Witness

Proof Of Life

Thousands of hostages are still being held by fighters in the jungles of Colombia.

Co-Production: Pacha Films & Al Jazeera English

Over 4,000 hostages are believed to be in the hands of various guerrilla groups in the jungles of Colombia. FARC, the Revolutionary Armed Forces of Colombia, is thought to hold around 750 of them: politicians, policemen, regular soldiers and wealthy people. Most of the hostages have been in captivity for many years, some for over a decade.

While the country keeps hoping to start a peace process, the hopes of the hostages are kept alive thanks to a radio show called the “Voices of the Kidnapped”. Every Sunday morning from 2am to 6am the families of the hostages send messages through the programme.

Mothers, fathers, wives, husband and children all stand in line for their turn to send a message of remembrance and hope to their loved ones somewhere in the jungle.

The messages are their only link with their loved ones. Most of the families have not received any news of their relative for years. The radio show keeps alive their hope of a reunion.

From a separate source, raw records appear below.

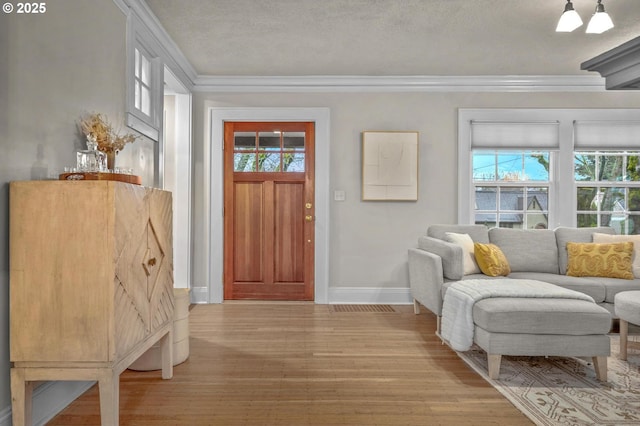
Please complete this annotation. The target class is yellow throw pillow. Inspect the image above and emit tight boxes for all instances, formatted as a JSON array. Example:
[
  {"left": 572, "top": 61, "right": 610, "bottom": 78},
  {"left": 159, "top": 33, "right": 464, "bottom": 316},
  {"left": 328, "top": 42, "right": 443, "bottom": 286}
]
[
  {"left": 473, "top": 243, "right": 511, "bottom": 277},
  {"left": 593, "top": 232, "right": 640, "bottom": 278},
  {"left": 567, "top": 242, "right": 633, "bottom": 280}
]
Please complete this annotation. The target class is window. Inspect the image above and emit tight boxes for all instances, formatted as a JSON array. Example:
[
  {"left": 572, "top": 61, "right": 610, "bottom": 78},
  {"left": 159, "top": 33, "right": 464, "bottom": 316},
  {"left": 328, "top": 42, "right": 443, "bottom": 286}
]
[
  {"left": 473, "top": 150, "right": 551, "bottom": 229},
  {"left": 458, "top": 109, "right": 640, "bottom": 230},
  {"left": 233, "top": 130, "right": 305, "bottom": 172},
  {"left": 127, "top": 13, "right": 164, "bottom": 141}
]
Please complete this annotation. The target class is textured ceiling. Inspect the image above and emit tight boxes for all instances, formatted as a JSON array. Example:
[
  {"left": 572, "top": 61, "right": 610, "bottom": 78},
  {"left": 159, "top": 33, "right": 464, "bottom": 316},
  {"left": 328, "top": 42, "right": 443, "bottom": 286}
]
[{"left": 146, "top": 0, "right": 640, "bottom": 76}]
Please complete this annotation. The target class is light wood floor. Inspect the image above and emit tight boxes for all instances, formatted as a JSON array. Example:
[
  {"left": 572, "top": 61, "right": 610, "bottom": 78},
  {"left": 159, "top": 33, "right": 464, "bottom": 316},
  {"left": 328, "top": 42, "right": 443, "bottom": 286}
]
[{"left": 48, "top": 303, "right": 532, "bottom": 426}]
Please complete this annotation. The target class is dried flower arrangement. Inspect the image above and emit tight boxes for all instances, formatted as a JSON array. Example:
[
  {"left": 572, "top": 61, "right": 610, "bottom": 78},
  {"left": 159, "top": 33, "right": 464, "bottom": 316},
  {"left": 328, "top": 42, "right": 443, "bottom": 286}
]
[{"left": 80, "top": 113, "right": 139, "bottom": 154}]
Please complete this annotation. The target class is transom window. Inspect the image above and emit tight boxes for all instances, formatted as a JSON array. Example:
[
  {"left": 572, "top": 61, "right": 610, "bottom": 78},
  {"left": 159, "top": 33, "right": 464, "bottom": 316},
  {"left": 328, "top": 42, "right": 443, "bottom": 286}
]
[{"left": 233, "top": 130, "right": 305, "bottom": 172}]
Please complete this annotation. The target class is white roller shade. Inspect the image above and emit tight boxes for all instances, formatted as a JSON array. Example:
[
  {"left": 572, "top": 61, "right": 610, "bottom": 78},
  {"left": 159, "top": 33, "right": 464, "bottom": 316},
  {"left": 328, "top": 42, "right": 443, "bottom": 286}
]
[
  {"left": 573, "top": 121, "right": 640, "bottom": 151},
  {"left": 471, "top": 121, "right": 560, "bottom": 150}
]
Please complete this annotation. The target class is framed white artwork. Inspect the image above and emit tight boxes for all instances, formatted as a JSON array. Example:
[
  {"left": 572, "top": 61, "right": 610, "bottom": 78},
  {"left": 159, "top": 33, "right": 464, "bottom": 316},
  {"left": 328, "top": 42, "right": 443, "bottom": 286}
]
[{"left": 362, "top": 131, "right": 418, "bottom": 201}]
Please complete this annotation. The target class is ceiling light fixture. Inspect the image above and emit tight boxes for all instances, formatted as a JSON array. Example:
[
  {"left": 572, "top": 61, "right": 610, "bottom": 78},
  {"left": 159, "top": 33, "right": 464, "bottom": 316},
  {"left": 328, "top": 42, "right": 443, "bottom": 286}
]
[
  {"left": 587, "top": 0, "right": 613, "bottom": 34},
  {"left": 556, "top": 0, "right": 584, "bottom": 33}
]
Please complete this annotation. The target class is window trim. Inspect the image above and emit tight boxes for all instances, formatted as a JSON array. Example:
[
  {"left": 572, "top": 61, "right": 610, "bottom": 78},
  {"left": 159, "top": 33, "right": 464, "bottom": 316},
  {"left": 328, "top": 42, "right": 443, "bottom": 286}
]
[
  {"left": 125, "top": 12, "right": 164, "bottom": 142},
  {"left": 458, "top": 108, "right": 640, "bottom": 229}
]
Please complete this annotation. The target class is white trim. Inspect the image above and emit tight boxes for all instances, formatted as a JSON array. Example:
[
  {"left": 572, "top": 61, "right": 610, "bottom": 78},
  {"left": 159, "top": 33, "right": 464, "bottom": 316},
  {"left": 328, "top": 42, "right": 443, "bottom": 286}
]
[
  {"left": 457, "top": 108, "right": 640, "bottom": 229},
  {"left": 0, "top": 381, "right": 96, "bottom": 426},
  {"left": 113, "top": 0, "right": 197, "bottom": 90},
  {"left": 208, "top": 107, "right": 330, "bottom": 303},
  {"left": 193, "top": 75, "right": 605, "bottom": 93},
  {"left": 329, "top": 287, "right": 413, "bottom": 305}
]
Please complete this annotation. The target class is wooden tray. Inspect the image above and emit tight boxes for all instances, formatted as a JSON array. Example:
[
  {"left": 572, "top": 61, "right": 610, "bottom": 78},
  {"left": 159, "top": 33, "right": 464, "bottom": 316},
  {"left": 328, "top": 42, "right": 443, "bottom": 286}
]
[{"left": 58, "top": 172, "right": 142, "bottom": 185}]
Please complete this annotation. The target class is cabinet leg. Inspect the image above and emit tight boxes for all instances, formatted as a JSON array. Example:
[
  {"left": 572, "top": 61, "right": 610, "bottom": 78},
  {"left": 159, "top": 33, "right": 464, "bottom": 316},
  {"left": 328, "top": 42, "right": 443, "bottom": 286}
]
[
  {"left": 160, "top": 327, "right": 173, "bottom": 380},
  {"left": 11, "top": 368, "right": 33, "bottom": 426},
  {"left": 98, "top": 369, "right": 120, "bottom": 426}
]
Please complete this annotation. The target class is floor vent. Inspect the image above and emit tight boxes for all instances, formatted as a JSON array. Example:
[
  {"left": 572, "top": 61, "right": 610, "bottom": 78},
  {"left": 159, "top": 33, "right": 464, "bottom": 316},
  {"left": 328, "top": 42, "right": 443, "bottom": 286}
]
[{"left": 331, "top": 305, "right": 395, "bottom": 312}]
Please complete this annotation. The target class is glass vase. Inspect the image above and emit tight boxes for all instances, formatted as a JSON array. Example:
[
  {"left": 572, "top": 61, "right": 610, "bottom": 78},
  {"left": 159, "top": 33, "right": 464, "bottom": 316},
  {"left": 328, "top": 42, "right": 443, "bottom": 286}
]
[{"left": 76, "top": 138, "right": 107, "bottom": 172}]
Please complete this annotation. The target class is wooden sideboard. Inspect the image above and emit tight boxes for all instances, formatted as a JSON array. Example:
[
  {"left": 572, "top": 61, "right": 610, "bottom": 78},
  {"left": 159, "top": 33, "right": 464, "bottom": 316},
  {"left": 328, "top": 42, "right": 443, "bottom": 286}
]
[{"left": 9, "top": 181, "right": 174, "bottom": 426}]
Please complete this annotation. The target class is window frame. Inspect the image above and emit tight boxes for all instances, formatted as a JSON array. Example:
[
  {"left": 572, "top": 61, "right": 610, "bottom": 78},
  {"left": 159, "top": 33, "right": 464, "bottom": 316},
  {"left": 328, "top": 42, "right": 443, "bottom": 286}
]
[
  {"left": 458, "top": 108, "right": 640, "bottom": 229},
  {"left": 125, "top": 13, "right": 165, "bottom": 142}
]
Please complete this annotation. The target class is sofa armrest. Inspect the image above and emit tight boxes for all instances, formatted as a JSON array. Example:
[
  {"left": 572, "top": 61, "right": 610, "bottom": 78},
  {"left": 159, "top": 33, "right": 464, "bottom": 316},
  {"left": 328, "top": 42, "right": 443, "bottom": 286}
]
[
  {"left": 409, "top": 248, "right": 444, "bottom": 316},
  {"left": 418, "top": 237, "right": 464, "bottom": 281}
]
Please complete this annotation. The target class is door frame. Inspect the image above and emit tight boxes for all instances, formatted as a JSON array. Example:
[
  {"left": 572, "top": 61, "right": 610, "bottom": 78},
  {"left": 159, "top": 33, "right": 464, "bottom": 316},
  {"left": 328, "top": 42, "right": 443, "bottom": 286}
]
[{"left": 202, "top": 107, "right": 330, "bottom": 304}]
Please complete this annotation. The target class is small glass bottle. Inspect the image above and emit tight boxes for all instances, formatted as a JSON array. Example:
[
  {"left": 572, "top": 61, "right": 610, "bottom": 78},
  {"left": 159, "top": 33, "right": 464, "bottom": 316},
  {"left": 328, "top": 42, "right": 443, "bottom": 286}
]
[{"left": 76, "top": 135, "right": 107, "bottom": 172}]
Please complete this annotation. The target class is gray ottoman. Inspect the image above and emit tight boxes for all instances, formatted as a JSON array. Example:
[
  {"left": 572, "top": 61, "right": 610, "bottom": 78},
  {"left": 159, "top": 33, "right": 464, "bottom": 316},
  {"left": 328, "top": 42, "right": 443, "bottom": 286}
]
[
  {"left": 613, "top": 291, "right": 640, "bottom": 360},
  {"left": 473, "top": 298, "right": 612, "bottom": 381}
]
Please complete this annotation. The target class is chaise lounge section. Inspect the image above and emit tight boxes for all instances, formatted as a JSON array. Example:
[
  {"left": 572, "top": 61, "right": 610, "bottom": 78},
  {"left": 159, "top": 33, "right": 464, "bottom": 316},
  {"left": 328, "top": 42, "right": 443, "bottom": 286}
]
[{"left": 409, "top": 225, "right": 640, "bottom": 381}]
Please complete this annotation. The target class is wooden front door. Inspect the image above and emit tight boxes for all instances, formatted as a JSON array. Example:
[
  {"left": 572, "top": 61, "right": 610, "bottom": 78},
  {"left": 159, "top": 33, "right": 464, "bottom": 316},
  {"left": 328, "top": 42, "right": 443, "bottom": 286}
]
[{"left": 224, "top": 122, "right": 315, "bottom": 300}]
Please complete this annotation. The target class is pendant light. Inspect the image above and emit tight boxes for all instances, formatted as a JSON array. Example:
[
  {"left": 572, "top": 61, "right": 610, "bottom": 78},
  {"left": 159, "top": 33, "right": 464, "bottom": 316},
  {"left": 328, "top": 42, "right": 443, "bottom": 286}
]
[
  {"left": 556, "top": 0, "right": 584, "bottom": 33},
  {"left": 587, "top": 0, "right": 613, "bottom": 34}
]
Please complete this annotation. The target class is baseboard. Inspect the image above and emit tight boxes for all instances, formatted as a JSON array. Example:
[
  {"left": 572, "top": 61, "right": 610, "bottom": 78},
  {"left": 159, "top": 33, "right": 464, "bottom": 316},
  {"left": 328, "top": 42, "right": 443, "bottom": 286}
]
[
  {"left": 0, "top": 382, "right": 95, "bottom": 426},
  {"left": 0, "top": 406, "right": 11, "bottom": 426},
  {"left": 191, "top": 287, "right": 209, "bottom": 304},
  {"left": 188, "top": 287, "right": 413, "bottom": 304},
  {"left": 329, "top": 287, "right": 413, "bottom": 305}
]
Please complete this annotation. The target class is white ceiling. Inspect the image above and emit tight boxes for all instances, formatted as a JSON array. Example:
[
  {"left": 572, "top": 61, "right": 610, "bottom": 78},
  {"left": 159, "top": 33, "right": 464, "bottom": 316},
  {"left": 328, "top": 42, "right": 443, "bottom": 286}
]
[{"left": 146, "top": 0, "right": 640, "bottom": 76}]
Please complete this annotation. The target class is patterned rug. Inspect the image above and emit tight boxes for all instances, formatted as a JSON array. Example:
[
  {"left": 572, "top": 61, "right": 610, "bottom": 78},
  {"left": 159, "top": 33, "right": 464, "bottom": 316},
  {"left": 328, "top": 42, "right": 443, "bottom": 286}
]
[{"left": 458, "top": 335, "right": 640, "bottom": 426}]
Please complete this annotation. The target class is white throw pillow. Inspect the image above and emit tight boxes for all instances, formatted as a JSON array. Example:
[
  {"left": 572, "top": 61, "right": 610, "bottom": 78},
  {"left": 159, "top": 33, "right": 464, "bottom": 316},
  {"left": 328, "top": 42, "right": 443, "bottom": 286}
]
[
  {"left": 593, "top": 232, "right": 640, "bottom": 278},
  {"left": 444, "top": 232, "right": 482, "bottom": 275}
]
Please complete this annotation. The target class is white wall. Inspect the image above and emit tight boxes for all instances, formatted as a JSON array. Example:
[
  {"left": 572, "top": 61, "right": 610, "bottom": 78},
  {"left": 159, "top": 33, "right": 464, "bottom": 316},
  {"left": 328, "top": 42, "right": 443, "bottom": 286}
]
[
  {"left": 0, "top": 0, "right": 153, "bottom": 424},
  {"left": 193, "top": 92, "right": 640, "bottom": 302}
]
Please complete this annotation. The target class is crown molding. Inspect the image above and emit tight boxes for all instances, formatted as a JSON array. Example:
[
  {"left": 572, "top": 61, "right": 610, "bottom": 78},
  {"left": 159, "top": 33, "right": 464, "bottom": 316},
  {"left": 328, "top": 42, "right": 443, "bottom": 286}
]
[
  {"left": 113, "top": 0, "right": 605, "bottom": 93},
  {"left": 113, "top": 0, "right": 198, "bottom": 90},
  {"left": 193, "top": 75, "right": 605, "bottom": 93},
  {"left": 580, "top": 37, "right": 640, "bottom": 90}
]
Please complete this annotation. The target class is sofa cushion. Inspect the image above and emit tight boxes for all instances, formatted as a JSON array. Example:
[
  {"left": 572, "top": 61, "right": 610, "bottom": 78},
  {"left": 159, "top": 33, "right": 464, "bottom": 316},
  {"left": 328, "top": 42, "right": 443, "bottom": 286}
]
[
  {"left": 594, "top": 278, "right": 640, "bottom": 303},
  {"left": 489, "top": 228, "right": 559, "bottom": 274},
  {"left": 444, "top": 232, "right": 480, "bottom": 275},
  {"left": 554, "top": 226, "right": 616, "bottom": 275},
  {"left": 427, "top": 225, "right": 489, "bottom": 244},
  {"left": 473, "top": 297, "right": 611, "bottom": 336},
  {"left": 509, "top": 272, "right": 604, "bottom": 303},
  {"left": 473, "top": 243, "right": 511, "bottom": 277},
  {"left": 567, "top": 241, "right": 633, "bottom": 280},
  {"left": 593, "top": 232, "right": 640, "bottom": 278}
]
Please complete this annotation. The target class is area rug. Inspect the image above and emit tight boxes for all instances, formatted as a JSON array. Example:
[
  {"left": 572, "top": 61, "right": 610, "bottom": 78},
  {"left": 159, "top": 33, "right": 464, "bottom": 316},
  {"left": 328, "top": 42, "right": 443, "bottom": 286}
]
[{"left": 459, "top": 335, "right": 640, "bottom": 426}]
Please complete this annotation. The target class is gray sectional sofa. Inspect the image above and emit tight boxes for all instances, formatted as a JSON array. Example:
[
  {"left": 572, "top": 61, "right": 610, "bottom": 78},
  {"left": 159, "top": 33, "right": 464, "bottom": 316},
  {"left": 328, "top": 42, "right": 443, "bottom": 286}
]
[{"left": 409, "top": 225, "right": 640, "bottom": 317}]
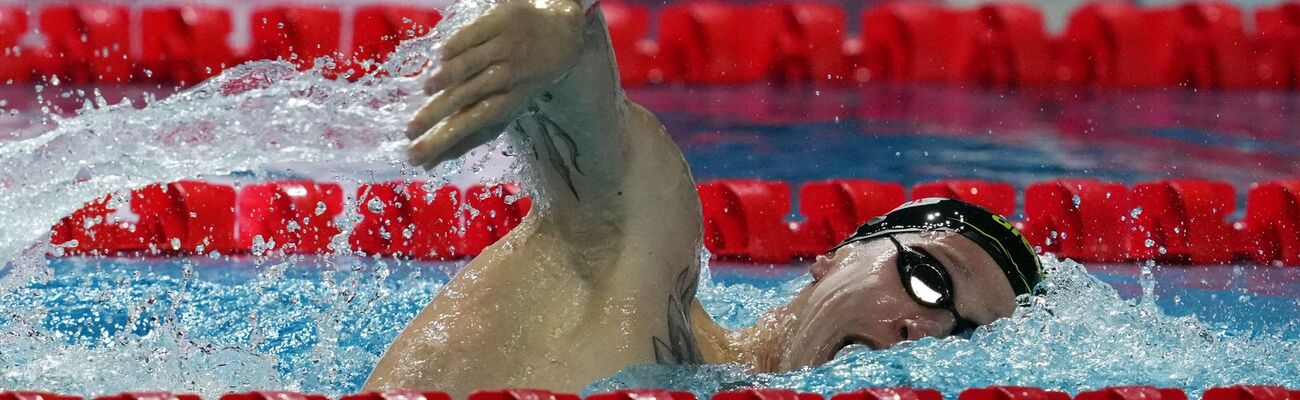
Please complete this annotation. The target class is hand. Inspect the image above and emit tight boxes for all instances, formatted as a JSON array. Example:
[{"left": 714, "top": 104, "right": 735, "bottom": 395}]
[{"left": 407, "top": 0, "right": 584, "bottom": 169}]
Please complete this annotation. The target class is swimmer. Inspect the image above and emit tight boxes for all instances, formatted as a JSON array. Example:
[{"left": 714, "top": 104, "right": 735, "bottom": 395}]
[{"left": 365, "top": 0, "right": 1041, "bottom": 399}]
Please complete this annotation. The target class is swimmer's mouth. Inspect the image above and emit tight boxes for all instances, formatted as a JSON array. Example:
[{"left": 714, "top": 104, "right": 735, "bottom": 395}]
[{"left": 827, "top": 335, "right": 884, "bottom": 362}]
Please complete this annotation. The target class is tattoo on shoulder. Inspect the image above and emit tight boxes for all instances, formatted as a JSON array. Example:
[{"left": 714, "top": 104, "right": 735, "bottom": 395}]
[
  {"left": 651, "top": 268, "right": 701, "bottom": 365},
  {"left": 514, "top": 104, "right": 585, "bottom": 200}
]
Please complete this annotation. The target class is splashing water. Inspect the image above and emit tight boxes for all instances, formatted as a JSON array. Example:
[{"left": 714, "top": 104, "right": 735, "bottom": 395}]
[
  {"left": 0, "top": 0, "right": 491, "bottom": 294},
  {"left": 0, "top": 0, "right": 495, "bottom": 396},
  {"left": 586, "top": 257, "right": 1300, "bottom": 399}
]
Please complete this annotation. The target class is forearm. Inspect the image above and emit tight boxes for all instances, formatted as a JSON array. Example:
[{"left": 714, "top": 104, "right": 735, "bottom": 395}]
[{"left": 511, "top": 8, "right": 631, "bottom": 229}]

On rare occasions, the FARC respond to the families by delivering letters, pictures and sometimes videos of the hostages. These are the so called “proof of life” signals that come from the jungle hide-outs of the guerrillas. Every hostage uses his proof of life to ask his family to send him messages through the radio show.

FARC offers radios to the hostages to help them keep in touch with the real world. A hostage that hears the voice of his loved one will eat, walk and try to stay alive knowing that on the other side somebody is still waiting, hoping for their return.

The “Voices of the Kidnapped” is believed to have helped thousands of hostages stay alive in the past thirteen years.

Herbin Hoyos is the Colombian journalist who created the show after being kidnapped by FARC in 1994. He is a hero for the families of the hostages.

One of these families is Angela Perez, the wife of Luis Eladio Perez, a socialist Senator kidnapped by FARC. She used the radio show as a means to keep her hopes high and her captive husband strong. Angela and her family never received a video of her husband during his captivity.

In February 2008 Luis Perez was finally released by FARC – he had spent seven years in captivity.